Inanité bavarde

Le verre vide de Katia dans le ciel gris du 30 décembre 2023

À la page 46 d’une feuille de route récemment publiée, pour concertation, par les pouvoirs publics, on trouve cette formule, placée en exergue : “Tous les acteurs souffrent d’une entropie encore trop importante qui empêche les projets de s’articuler correctement et de passer à l’échelle”.

Je l’ai lue, relue, rerelue sans arriver à en trouver le sens et ai fini par me convaincre que, de sens, elle n’en avait pas. Ce sont juste des mots juxtaposés de telle manière qu’ils forment des phrases mais ces phrases ne signifient rien.

Je ne suis pas sûr, pourtant, que cette phrase insensée ait été rédigée par une intelligence artificielle (IA). Je pense qu’elle a été conçue par un être humain mais selon les codes popularisés ces derniers temps par les cabinets de consultants, les media trainers et autres conseillers en communication, toutes ces entités qui hantent les allées du pouvoir et tentent de lui donner substance : multiplier les mots, les références, les allusions, les chiffres, faire masse, bien léché et joli, mais dans le respect de la plus stricte et la plus radicale inanité.

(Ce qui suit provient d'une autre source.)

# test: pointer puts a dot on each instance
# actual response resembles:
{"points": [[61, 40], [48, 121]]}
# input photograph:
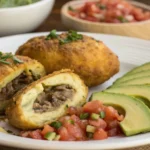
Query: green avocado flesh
{"points": [[14, 3], [132, 76], [144, 67], [137, 114], [142, 92], [136, 81]]}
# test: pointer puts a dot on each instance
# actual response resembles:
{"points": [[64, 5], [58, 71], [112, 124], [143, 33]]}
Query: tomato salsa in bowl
{"points": [[93, 121], [111, 17], [109, 11]]}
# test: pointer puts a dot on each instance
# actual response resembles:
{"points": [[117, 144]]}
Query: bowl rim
{"points": [[40, 2], [65, 8]]}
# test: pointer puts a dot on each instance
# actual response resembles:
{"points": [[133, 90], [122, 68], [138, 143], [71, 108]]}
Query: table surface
{"points": [[54, 22]]}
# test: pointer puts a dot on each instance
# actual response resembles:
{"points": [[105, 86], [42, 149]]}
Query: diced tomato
{"points": [[112, 132], [111, 113], [83, 124], [100, 134], [110, 10], [75, 118], [47, 129], [24, 133], [36, 134], [75, 131], [65, 135], [93, 107], [98, 123], [64, 119]]}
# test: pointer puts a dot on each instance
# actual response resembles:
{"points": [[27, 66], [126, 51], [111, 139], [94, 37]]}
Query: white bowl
{"points": [[138, 29], [23, 19]]}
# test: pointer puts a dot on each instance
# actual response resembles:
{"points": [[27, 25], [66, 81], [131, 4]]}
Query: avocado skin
{"points": [[137, 114], [142, 92], [132, 76]]}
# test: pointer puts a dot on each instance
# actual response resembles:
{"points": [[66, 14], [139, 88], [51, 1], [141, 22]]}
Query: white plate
{"points": [[131, 52]]}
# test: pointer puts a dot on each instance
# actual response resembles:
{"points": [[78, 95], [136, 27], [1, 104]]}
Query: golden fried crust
{"points": [[25, 120], [91, 59], [9, 72]]}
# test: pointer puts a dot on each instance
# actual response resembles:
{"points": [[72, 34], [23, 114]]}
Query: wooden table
{"points": [[54, 22]]}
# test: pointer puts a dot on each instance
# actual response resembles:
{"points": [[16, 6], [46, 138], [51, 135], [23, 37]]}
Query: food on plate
{"points": [[45, 100], [139, 91], [89, 58], [132, 76], [93, 121], [137, 114], [109, 11], [3, 130], [140, 71], [135, 81], [15, 73], [15, 3]]}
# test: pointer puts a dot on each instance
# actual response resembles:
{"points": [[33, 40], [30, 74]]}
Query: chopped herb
{"points": [[102, 7], [52, 35], [102, 114], [72, 36], [70, 8], [56, 124], [71, 121], [16, 60], [84, 116], [122, 19], [5, 56]]}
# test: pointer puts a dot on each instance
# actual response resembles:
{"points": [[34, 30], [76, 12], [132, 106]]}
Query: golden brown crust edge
{"points": [[91, 59], [14, 111], [6, 70]]}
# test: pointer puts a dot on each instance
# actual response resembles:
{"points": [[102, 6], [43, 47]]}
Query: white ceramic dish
{"points": [[131, 52], [24, 18], [138, 29]]}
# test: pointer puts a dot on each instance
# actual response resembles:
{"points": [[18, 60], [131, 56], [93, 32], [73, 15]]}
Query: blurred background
{"points": [[106, 16], [54, 19]]}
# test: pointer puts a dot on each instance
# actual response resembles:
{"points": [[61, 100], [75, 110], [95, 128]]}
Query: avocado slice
{"points": [[132, 76], [143, 67], [142, 92], [136, 81], [137, 114]]}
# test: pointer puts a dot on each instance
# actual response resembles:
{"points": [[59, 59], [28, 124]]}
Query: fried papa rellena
{"points": [[15, 76], [46, 99], [92, 60]]}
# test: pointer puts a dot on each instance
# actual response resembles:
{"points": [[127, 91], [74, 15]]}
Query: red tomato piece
{"points": [[111, 113], [75, 131], [24, 133], [100, 134], [98, 123], [112, 132], [64, 135], [47, 129], [93, 107]]}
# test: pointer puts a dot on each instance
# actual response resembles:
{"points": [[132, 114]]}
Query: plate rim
{"points": [[25, 143]]}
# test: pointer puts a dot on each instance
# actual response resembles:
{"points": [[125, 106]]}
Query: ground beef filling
{"points": [[15, 85], [52, 97]]}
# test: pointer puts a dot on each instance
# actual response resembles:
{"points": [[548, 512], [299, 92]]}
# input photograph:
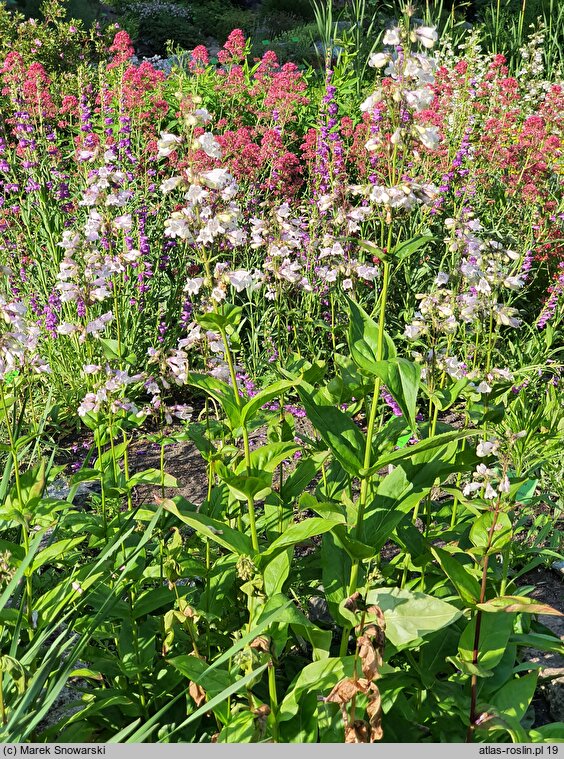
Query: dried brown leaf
{"points": [[369, 659], [352, 602], [358, 732], [344, 691], [374, 713]]}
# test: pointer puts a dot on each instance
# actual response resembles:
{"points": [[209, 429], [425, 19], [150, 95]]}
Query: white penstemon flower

Nous avons été trahis (et l’IA a hérité de ce défaut) par la qualité croissante de nos productions numériques. Nos planches de projection, nos graphiques de statistiques, nos organigrammes de projets, nos brochures, nos pages Internet, sont désormais si bien présentées, si bien mises en page, si facilement et rapidement attrayantes que nous pouvons désormais générer du rien de façon massive, ce que nous ne manquons pas de faire, surtout dans les secteurs où le “montrer qu’on fait” est aussi, voire plus important, que le “faire”. Ainsi, il y a quelques semaines, cette stratégie nationale biodiversité (quoi de plus important, pourtant, de plus essentiel ?) avec ses axes, ses sous-axes, ses objectifs, ses ambitions, et ses 333 pages d’actions et de mesures détaillant les enjeux, les pilotes, les parties prenantes mais dont on pressent, tellement c’est bien présenté, avec tellement de précision et de volonté de monstration opérationnelle, qu’il n’en sortira que du vent, que les auteurs le savent pertinemment et que c’est cette vacuité qu’ils tentent de recouvir, de voiler, de combler de ces centaines de pages. Ou encore ces labels, méthodologies de mesure et autres SBTi qui prolifèrent d’autant plus que, dans les faits, rien ne se passe (ou plutôt tout empire), ces labels qui se multiplient au motif d’aider les entreprises à réduire leur empreinte carbone, et qui habillent leur impuissance fondamentale à changer le cours des choses d’une inflation de protocoles, de critères, de stratégies qui ne changent rien à la catastrophe qui vient mais permettent de faire comme si.

Nous nous complaisons dans le vertige mallarméen d’un néant qui se mire et trouve, ma foi, qu’il présente assez bien.

Sur les crédences, au salon vide : nul ptyx
Aboli bibelot d’inanité sonore,
(Car le Maître est allé puiser des pleurs au Styx
Avec ce seul objet dont le Néant s’honore.)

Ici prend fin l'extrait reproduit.